Within two years, jobs that require physical labor will no longer look the same:
12-18 Months Out:
Pilot programs available through Siemens' automation partners
Customizable API integration for legacy manufacturing systems
Subscription models starting at $3,200/month per unit
2027-2028 Horizon:
Industry-specific variants (pharmaceuticals, semiconductor, construction)

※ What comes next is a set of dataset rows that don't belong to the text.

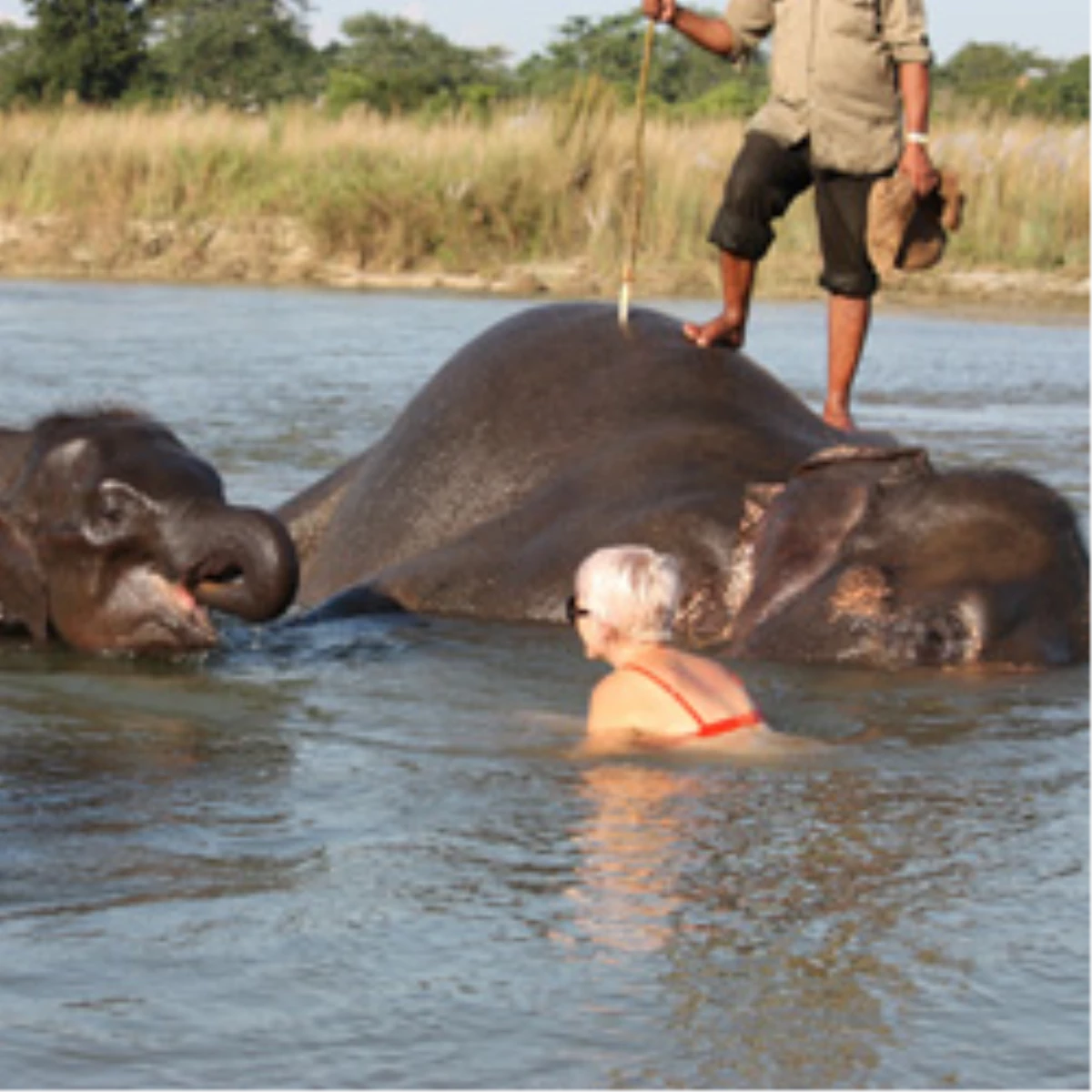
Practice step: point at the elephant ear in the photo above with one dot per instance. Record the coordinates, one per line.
(23, 599)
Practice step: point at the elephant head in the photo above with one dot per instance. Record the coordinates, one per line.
(114, 536)
(873, 557)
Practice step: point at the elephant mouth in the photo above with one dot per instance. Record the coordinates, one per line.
(207, 581)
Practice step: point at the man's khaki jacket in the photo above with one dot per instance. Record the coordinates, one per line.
(834, 74)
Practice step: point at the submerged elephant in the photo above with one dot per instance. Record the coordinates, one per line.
(114, 536)
(556, 432)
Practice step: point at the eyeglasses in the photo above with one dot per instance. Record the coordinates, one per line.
(572, 612)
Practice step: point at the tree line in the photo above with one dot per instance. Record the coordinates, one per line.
(254, 54)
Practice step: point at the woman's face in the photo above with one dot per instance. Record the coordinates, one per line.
(589, 628)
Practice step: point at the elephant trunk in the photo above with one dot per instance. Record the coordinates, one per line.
(246, 563)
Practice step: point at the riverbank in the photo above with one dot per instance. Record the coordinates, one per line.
(282, 252)
(538, 201)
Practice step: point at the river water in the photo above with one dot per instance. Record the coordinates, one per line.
(363, 856)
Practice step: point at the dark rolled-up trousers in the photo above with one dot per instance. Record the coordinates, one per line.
(765, 179)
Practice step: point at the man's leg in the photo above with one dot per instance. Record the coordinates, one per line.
(763, 181)
(847, 319)
(730, 327)
(850, 278)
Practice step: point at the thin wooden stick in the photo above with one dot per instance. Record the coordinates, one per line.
(629, 270)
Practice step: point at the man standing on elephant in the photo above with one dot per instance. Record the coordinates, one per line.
(850, 97)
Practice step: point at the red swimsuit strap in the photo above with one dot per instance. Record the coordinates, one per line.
(664, 685)
(726, 724)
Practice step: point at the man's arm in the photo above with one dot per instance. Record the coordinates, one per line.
(705, 31)
(915, 162)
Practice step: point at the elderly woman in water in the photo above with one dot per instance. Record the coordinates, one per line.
(656, 696)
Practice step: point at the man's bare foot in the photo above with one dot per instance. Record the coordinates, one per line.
(839, 419)
(723, 330)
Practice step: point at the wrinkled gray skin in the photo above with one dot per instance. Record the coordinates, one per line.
(114, 536)
(555, 432)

Swarm intelligence enabling collaborative robot teams
The Smart Money Move
Here's where it gets interesting for business leaders:
Early Mover Advantage: If you're in manufacturing, logistics, or quality control, start exploring pilot programs now. Being first in your industry to successfully implement humanoid robots could give you a serious competitive edge.
Workforce Evolution: This isn't about replacing workers – it's about augmentation. Start planning how your team could leverage these robots to enhance productivity. Think: What could your people achieve if freed from repetitive tasks?
Supply Chain Innovation: Imagine reshoring operations becoming economically viable again, or your warehouse operating 24/7 with minimal downtime. The possibilities are game-changing.
The Bottom Line
While the exact ROI figures are still emerging (it's early days, after all), the potential for transforming operations is clear. The key is starting small, focusing on specific use cases where traditional automation falls short, and building from there.
This week in AI
Google DeepMind announced their AI Co-Scientist: Co-scientist is an AI system designed to accelerate scientific discovery. It can formulate hypotheses, design experiments, analyze results, and even suggest new avenues for exploration, potentially dramatically speeding up research across various scientific disciplines.
Microsoft’s Majorana chip flips the bits: the architecture of Microsoft’s new quantum computing chip announced earlier this week brings us one step closer to fault-tolerant quantum computers. Their work focuses on creating stable qubits, the fundamental building blocks of quantum computers, which are crucial for overcoming errors that have plagued the field.
xAI released Grok 3 in beta. Their latest LLM boasts advanced reasoning capabilities and performs well on tasks like math, coding and multimodal understanding. In addition, their integration with X means they have access to live text updates of events and opinions worldwide making it an interesting addition to the AI assistant playing field.